Mahalo and Thank You to Google
Anna and I drove down to Columbia to see Jon and Stepanie’s new baby and are staying at their house for the night. Columbia is much hotter than Asheville still… just in case you were wondering.
It is nice to see the city finished the renovation of Main Street, and it looks charming. Jon says they’ve also completed the grueling 5 Points construction project and I’ll be checking that out in the morning.
Mia is beautiful. Can’t wait to see her and Baby Harrelson grow up together. I’ll have pics and video up tomorrow when we get back to Asheville.
The world they will grow up into just got a little (or a lot depending on your persuasion) more interesting for us geeks based on two developments that came about while Anna and I were traveling.
First, Jason Calacanis launched his guided search engine Mahalo (in very very alpha). Mahalo means “thank you” in Hawaiian. Here’s the official description…
Mahalo is the world’s first human-powered search engine powered by an enthusiastic and energetic group of Guides. Our Guides spend their days searching, filtering out spam, and hand-crafting the best search results possible. If they haven’t yet built a search result, you can request that search result. You can also suggest links for any of our search results.
The guides are attempting to hand write the top 10,000 search terms by around the end of the year and then exponential growth. Should be interesting to see if Mahalo, or this concept of search, can compete with Google. I think there’s something to a more nuanced “search” feature, and network science tells us that people do value the hubs of authority that might develop around the cult of contributors here. Will be interesting to watch.
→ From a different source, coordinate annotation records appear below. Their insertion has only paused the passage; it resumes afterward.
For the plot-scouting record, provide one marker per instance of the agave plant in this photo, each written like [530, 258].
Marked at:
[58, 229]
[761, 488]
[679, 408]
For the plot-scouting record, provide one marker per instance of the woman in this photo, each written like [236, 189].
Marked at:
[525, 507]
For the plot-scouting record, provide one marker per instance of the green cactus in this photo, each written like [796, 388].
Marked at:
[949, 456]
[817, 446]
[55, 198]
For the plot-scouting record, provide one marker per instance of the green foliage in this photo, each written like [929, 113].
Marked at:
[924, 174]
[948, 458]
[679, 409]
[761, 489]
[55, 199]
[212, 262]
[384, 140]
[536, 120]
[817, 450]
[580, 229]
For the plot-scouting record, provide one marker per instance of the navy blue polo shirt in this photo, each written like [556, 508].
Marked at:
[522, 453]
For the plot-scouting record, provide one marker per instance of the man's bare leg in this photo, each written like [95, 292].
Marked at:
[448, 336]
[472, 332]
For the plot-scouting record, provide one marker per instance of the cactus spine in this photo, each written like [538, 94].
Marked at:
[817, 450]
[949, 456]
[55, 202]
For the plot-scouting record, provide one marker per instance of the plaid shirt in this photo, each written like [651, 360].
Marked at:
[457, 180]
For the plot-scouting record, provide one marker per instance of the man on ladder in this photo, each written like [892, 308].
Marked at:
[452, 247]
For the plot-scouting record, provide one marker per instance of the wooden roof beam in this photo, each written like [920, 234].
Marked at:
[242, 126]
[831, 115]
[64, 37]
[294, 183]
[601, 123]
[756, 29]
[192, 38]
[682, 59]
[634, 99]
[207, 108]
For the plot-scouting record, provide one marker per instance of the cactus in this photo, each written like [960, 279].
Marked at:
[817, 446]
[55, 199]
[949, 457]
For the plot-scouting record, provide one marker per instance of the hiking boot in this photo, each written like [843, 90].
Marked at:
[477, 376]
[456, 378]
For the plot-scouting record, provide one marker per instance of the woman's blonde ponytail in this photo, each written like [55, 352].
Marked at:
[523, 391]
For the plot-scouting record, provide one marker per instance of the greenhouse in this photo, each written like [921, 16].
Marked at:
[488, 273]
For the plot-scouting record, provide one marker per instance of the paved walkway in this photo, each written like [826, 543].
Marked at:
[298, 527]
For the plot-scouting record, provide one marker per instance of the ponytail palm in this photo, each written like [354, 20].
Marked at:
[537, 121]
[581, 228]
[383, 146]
Secondly… speaking of thank you’s and Google, Google released Google Gears today. This is the one thing I’ve been waiting for from Google since I became hooked on GMail in 2004. Basically, Gears is a Firefox plugin in Mac or Linux, or a full fledged .exe program in Windows, that allows you to take web applications offline.
Their first test case is the Google Reader, which is their popular feed reader. So, now you can read your feeds offline if you’re on a plane or in the middle of South Carolina with no wifi or EVDO service. Excellent.
Now that I use Google for email, documents (Google Docs and Spreadsheets) and feed reading, I am beyond excited to see this being developed and rolled out. The ability to get to my GMail account on my laptop while being offline will be a very happy day indeed.